In November 2020, tennis icon Venus Williams joined the brand, resulting in a limited-edition footwear and apparel collection in collaboration with the athlete’s EleVen label, as well as a spot in its “Club K-Swiss” campaign.
The partnership with Williams also fits into another important lane K-Swiss is emphasizing now and in the future: its connection with California.
“K-Swiss being in L.A. is such an advantage. It’s a powerful brand attribute that we haven’t laid into until now,” Waters said. “We’re honing it to say, ‘Let’s establish our roots in L.A. and then build from there.’”
The label tapped rap megastar YG last month to lead its “Compton Country Club” marketing campaign, which was created as an homage to its history as a heritage tennis brand and a way to connect that to modern cultural leaders. The effort was produced by SLiC Studios, the production company of retired NBA star Baron Davis.
The former basketball pro was also featured in the brand’s “Dreamers & Doers” documentary, which went live on YouTube in late March. “I was talking with Baron and he told me he used to play on an AAU basketball team that was sponsored by K-Swiss [when he was 10 years old]. It was called the K-Swiss Pacers. Paul Pierce and Kevin Garnett were on the team, and the guy who ran the program, Thaddeus McGrew, also worked in K-Swiss sports marketing,” Waters recalled. “I was like, ‘We have to tell the story.’”
The result of the conversation is the short film that Davis’ production company produced, which not only tells the story of his K-Swiss basketball team, but also includes other notable voices from L.A. with affiliation to the brand.
Looking ahead, K-Swiss will further deepen its L.A. roots through collaborations with staples of the region, including iconic eateries Randy’s Donuts and Roscoe’s House of Chicken and Waffles, as well as South Central-based clothing company Bricks & Wood and apparel-maker OCD Cleaners of Inglewood.

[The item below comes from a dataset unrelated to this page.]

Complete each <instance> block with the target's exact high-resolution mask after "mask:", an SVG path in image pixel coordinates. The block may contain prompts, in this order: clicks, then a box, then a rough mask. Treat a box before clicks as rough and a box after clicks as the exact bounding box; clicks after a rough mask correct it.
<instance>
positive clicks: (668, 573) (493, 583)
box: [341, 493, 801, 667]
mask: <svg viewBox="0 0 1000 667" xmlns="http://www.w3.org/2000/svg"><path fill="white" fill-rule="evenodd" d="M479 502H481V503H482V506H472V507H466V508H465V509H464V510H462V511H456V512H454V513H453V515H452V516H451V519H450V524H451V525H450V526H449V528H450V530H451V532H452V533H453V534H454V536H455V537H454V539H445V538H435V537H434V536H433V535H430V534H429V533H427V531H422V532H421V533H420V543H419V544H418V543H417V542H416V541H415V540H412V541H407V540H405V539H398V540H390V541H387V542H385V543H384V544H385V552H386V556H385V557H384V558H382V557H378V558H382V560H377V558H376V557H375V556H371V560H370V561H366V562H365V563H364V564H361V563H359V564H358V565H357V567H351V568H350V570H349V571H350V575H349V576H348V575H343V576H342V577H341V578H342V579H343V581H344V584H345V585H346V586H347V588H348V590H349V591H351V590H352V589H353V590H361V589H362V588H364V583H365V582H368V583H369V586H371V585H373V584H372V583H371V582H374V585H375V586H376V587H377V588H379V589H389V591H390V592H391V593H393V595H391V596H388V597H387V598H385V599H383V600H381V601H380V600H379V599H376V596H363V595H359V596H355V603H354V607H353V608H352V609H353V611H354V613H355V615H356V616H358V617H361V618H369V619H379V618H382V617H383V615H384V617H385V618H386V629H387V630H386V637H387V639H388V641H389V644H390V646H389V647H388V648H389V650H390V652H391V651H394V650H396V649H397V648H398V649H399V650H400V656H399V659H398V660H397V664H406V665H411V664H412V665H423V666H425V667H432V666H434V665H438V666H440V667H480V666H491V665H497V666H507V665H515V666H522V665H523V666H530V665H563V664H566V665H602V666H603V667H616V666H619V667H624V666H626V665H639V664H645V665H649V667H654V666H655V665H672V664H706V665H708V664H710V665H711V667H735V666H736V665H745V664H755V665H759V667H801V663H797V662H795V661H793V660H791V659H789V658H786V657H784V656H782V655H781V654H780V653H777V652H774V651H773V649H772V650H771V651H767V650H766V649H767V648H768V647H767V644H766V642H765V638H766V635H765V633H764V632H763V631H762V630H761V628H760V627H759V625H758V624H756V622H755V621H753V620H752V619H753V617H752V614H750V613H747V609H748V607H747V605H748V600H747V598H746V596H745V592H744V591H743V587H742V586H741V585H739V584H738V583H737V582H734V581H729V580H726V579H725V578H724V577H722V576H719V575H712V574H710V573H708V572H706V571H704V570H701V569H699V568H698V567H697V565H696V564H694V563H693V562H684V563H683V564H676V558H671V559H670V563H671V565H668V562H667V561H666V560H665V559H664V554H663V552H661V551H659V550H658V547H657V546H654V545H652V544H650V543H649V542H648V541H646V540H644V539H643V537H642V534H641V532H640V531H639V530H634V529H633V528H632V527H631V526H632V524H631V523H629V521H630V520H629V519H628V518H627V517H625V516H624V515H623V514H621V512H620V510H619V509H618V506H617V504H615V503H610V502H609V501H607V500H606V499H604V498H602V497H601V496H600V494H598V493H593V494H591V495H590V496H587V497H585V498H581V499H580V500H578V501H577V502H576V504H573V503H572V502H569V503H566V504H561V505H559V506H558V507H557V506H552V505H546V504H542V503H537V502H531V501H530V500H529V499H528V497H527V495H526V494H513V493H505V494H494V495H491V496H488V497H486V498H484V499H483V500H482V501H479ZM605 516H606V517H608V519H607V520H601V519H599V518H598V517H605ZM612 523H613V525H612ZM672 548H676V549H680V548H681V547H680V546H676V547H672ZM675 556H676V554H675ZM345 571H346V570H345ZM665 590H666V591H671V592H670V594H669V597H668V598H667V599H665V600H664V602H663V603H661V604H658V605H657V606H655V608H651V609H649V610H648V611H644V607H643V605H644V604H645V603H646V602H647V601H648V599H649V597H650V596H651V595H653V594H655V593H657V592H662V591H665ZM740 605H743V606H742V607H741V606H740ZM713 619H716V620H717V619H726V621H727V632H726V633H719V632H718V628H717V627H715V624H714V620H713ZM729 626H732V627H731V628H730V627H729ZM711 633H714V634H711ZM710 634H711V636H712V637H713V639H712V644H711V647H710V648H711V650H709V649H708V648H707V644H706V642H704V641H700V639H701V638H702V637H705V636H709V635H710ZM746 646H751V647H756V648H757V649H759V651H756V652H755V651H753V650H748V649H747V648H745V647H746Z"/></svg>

With a solid plan in place, and with the world opening up after the challenging COVID-19 period, Waters believes K-Swiss has what it takes to once again become a force in footwear.
“I love this idea that we could be looking at the Roaring ’20s. There certainly is pent-up demand,” Waters said. “And I like to think that some of the resurgence of our classics business is because of this idea that when times are tough, people go back to tried-and-tested things. K-Swiss can take advantage of this now.”